I was pleased to get a slice of toast and a cup of tea when I got back.  Mrs Tootlepedal went off to dig out some plants from a bed in front of the old police station and she was freezing when she got back in.  We battened down the hatches at that point, turned the heating on and snuggled down, Mrs Tootlepedal at her knitting and I fiddling around with the photos you have seen here.
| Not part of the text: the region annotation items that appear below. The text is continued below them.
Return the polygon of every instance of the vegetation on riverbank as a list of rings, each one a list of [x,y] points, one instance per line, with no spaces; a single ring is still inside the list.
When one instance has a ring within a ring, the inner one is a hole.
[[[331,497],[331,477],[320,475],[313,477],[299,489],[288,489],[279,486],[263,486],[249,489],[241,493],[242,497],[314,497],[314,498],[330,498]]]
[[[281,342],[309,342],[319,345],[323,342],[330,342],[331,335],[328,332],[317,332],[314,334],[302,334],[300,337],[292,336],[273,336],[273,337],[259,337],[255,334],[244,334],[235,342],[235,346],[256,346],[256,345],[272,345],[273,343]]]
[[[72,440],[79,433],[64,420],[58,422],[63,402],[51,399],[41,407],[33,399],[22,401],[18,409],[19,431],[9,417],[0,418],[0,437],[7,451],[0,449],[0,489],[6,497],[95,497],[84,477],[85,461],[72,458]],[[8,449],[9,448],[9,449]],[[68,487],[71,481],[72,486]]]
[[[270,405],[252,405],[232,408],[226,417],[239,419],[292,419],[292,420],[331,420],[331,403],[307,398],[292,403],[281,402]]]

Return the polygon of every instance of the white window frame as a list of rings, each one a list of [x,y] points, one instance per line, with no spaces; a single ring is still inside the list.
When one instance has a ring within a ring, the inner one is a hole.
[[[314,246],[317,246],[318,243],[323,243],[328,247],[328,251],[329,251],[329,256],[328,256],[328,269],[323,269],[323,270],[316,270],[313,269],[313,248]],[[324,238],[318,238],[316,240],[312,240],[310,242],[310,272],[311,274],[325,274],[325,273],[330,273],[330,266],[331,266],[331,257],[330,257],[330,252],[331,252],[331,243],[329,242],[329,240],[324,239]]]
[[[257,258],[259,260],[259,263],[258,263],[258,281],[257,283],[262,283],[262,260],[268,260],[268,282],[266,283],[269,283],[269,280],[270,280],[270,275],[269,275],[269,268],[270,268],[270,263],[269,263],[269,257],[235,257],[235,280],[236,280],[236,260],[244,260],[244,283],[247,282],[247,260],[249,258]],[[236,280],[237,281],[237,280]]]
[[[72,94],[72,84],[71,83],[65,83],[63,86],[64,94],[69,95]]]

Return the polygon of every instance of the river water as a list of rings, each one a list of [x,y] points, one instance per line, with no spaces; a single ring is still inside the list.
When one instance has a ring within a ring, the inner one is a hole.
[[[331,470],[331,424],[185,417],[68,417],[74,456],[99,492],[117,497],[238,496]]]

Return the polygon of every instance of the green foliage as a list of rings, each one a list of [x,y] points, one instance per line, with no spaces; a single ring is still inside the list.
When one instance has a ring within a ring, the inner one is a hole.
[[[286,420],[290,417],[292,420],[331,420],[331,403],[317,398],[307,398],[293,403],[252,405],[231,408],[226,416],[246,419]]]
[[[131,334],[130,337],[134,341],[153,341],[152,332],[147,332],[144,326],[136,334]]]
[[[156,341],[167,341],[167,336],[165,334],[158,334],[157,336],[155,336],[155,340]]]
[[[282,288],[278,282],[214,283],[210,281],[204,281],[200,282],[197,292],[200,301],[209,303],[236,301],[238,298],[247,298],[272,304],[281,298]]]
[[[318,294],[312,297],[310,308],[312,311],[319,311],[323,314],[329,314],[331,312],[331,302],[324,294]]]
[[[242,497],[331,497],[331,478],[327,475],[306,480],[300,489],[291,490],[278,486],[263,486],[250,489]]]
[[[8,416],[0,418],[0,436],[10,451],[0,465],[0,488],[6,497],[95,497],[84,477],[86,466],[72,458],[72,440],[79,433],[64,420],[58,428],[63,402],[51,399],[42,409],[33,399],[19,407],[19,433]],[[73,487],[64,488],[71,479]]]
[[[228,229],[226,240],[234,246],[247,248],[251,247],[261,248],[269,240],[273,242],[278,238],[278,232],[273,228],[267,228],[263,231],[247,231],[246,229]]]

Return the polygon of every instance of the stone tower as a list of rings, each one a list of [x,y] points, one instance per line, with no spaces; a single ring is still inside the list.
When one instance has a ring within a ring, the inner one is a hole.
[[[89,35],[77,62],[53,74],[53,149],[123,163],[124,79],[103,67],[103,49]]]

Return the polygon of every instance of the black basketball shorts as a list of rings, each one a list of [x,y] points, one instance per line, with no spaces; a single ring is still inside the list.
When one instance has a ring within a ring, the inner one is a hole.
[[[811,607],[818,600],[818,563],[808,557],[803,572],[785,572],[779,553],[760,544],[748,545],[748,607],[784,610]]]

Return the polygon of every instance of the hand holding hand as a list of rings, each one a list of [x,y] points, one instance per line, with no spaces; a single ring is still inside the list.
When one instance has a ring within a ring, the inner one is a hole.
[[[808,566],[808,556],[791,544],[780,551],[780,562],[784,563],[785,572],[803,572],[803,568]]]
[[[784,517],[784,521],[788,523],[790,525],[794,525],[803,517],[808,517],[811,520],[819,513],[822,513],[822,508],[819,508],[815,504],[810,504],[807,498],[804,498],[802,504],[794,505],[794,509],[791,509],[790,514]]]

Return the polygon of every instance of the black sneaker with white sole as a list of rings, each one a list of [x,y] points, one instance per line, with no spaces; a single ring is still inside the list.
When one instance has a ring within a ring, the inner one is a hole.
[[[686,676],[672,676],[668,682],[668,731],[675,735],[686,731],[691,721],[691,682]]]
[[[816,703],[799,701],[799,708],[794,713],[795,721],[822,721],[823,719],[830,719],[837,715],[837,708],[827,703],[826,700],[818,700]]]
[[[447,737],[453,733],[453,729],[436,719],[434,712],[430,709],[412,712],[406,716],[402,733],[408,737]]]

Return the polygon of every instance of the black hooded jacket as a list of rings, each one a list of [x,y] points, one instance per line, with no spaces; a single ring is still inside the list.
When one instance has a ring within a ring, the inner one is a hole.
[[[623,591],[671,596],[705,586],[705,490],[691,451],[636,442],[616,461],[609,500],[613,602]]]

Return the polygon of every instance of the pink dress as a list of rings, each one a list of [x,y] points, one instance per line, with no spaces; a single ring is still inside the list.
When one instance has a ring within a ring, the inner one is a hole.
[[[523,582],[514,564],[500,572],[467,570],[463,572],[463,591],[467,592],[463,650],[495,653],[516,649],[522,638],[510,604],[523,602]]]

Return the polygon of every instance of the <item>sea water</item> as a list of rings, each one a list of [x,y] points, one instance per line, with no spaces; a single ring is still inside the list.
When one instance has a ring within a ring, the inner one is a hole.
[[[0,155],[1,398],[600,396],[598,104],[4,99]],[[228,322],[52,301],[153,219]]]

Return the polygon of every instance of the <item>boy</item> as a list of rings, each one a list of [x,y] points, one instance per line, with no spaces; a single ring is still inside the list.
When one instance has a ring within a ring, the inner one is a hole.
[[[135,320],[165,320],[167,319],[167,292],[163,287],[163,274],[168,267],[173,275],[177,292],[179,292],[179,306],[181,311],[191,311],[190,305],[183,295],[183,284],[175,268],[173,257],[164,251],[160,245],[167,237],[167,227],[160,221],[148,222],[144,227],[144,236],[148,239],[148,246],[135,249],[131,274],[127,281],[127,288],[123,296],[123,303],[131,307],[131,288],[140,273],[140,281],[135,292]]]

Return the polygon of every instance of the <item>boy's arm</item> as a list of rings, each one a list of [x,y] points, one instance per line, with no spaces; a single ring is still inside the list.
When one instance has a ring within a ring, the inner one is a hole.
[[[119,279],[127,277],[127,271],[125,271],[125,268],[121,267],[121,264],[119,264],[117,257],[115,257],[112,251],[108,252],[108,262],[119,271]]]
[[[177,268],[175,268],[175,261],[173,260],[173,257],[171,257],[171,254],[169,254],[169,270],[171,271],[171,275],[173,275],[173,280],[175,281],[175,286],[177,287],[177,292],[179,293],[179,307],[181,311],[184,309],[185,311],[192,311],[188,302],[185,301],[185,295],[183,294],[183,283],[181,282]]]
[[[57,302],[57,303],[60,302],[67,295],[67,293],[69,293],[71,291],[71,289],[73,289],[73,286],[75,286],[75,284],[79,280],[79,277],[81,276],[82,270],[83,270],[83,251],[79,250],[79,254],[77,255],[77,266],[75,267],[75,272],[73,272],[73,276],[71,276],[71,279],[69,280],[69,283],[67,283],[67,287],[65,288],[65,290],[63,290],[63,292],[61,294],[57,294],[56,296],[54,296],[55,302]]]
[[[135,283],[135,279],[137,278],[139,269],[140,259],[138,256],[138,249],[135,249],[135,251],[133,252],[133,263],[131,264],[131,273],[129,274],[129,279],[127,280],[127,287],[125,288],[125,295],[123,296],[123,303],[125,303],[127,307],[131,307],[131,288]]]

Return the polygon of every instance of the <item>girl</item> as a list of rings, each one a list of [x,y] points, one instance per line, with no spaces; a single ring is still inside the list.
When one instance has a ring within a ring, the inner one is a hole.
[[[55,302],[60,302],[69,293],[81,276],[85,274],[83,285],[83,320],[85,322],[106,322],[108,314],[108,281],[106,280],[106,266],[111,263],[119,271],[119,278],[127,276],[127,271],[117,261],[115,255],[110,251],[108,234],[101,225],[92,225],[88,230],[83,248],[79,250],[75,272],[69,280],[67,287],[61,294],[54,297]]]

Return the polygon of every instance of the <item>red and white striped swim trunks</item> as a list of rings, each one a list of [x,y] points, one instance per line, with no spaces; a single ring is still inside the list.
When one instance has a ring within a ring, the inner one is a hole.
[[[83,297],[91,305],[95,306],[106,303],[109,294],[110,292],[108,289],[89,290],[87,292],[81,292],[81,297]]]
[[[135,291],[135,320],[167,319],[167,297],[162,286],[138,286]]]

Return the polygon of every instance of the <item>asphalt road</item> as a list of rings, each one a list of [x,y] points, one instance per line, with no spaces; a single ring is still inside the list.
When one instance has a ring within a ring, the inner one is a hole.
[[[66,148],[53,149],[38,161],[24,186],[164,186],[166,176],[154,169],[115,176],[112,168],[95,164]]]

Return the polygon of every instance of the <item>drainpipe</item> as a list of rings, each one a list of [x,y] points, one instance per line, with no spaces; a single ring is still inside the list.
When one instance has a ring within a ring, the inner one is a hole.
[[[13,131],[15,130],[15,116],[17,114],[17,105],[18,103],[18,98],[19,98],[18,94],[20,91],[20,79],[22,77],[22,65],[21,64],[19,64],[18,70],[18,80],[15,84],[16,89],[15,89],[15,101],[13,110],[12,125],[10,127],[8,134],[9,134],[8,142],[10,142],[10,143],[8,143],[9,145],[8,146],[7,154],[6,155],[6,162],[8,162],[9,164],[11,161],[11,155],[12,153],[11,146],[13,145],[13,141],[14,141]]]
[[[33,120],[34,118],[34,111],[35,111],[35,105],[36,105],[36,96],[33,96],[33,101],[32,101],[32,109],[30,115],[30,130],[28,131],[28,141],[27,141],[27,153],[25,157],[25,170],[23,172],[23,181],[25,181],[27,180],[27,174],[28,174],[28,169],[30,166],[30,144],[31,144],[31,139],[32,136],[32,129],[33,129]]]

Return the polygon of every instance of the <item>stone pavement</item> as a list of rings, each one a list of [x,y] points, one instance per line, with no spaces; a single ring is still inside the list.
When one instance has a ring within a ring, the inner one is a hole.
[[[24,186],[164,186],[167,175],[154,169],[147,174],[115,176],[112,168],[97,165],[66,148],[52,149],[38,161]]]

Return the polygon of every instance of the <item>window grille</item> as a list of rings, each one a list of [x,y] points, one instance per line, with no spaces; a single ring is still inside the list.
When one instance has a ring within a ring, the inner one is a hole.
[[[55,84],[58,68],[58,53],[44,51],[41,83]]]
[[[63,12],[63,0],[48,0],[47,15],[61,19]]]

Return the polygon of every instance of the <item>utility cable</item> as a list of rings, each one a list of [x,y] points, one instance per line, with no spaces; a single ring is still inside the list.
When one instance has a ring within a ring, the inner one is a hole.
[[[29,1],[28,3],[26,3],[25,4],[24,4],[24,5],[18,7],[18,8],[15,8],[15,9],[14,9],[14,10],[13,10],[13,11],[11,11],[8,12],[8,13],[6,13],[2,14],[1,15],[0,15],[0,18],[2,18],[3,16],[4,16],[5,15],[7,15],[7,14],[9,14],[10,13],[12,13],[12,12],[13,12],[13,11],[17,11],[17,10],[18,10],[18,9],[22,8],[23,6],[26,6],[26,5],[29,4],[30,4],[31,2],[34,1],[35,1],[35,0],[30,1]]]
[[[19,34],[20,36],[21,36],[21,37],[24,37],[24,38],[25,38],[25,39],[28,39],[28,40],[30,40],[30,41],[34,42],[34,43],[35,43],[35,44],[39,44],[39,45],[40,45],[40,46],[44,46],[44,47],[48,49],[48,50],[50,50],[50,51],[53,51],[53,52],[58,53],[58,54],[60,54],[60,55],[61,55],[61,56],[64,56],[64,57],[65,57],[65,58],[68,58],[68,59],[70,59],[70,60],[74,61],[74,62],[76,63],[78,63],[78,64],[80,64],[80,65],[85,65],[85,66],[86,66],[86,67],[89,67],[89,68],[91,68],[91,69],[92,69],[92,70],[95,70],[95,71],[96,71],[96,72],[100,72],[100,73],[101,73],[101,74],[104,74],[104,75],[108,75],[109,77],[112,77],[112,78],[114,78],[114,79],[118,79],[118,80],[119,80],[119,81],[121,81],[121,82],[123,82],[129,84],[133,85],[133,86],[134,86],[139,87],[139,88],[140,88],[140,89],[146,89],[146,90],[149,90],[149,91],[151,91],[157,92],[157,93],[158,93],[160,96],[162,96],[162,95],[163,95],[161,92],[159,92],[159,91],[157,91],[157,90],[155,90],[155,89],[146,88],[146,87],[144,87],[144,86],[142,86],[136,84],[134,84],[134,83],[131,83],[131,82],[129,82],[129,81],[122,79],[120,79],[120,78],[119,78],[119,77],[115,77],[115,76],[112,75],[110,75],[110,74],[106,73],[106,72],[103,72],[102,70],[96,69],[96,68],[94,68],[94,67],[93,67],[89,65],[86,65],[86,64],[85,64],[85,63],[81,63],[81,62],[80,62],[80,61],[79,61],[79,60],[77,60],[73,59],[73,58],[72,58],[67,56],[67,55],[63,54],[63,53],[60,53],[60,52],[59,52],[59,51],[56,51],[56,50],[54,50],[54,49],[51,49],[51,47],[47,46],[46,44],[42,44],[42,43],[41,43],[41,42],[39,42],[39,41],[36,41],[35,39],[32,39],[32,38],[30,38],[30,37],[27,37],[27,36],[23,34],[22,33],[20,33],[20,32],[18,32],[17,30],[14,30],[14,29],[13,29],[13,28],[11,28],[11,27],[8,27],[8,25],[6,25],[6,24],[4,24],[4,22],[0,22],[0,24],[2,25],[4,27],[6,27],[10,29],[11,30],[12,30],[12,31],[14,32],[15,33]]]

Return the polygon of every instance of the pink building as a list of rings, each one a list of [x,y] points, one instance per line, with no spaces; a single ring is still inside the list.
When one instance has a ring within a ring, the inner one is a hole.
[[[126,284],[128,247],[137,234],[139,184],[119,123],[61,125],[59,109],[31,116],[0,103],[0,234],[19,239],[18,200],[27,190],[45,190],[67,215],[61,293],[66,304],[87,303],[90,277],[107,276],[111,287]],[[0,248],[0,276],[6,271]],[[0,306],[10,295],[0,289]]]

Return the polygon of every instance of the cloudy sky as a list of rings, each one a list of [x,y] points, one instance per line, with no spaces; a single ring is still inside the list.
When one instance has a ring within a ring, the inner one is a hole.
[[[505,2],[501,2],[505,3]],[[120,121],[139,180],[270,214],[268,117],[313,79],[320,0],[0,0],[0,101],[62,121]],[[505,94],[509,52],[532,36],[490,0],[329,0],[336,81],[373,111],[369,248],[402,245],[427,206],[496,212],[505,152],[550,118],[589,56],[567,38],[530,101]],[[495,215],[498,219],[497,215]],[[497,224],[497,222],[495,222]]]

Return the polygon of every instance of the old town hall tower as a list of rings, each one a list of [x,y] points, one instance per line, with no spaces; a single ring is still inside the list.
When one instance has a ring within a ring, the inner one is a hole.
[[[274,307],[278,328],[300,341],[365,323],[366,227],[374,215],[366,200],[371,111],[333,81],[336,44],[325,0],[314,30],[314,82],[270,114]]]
And there we stayed, more or less, (with a break for making our tea) until Mike and Alison arrived for their customary Friday night visit.  Alison and I played a Division on a Ground and then enjoyed mangling the works of Handel, Parcham and Vivaldi.  As I may have mentioned before, the great thing about playing this sort of music is that it brings really great live music into your sitting room (even if you don’t play it perfectly).    As Alison said as we packed up, “That was fun.”

Published by tootlepedal

Cyclist, retired teacher, curmudgeon, keen amateur photographer.

13 thoughts on “Out in the cold

  1. This year our winter weather is holding off. That I am glad for. Tomorrow my husband and another police chief are tossing Christmas trees for charity. I have stood in snow ans sleet in past years to watch the event. Tomorrow our forecast is sunny and 43F. Hopefully this will be to his advantage as older bones do well in warmer weather!

    1. To make money. The government gives grants to landowners to plant trees for cropping. Things are changing now with more emphasis on amenity planting (broad leaved trees, wildlife etc).

  2. The landscape around Langholm looks more wintery than does ours! We have had an incredibly balmy autumn and apart from one decent snowfall which quickly melted, our lawn is still green. Yesterday the temperature was 10C and tomorrow they are forecasting a high of sun and -10C. That’s how quickly things can change here. Much to the chagrin of our grandchildren, there is no snow yet in the forecast for Christmas.However, that will be just fine by me as we have family travelling up here to spend the holliday with us and we do not need treacherous driving conditions to worry about.

  3. Is your trip to the Archive Centre going to be every Friday Morning – if so I will see you on 23rd for the recording of “The Squeak”.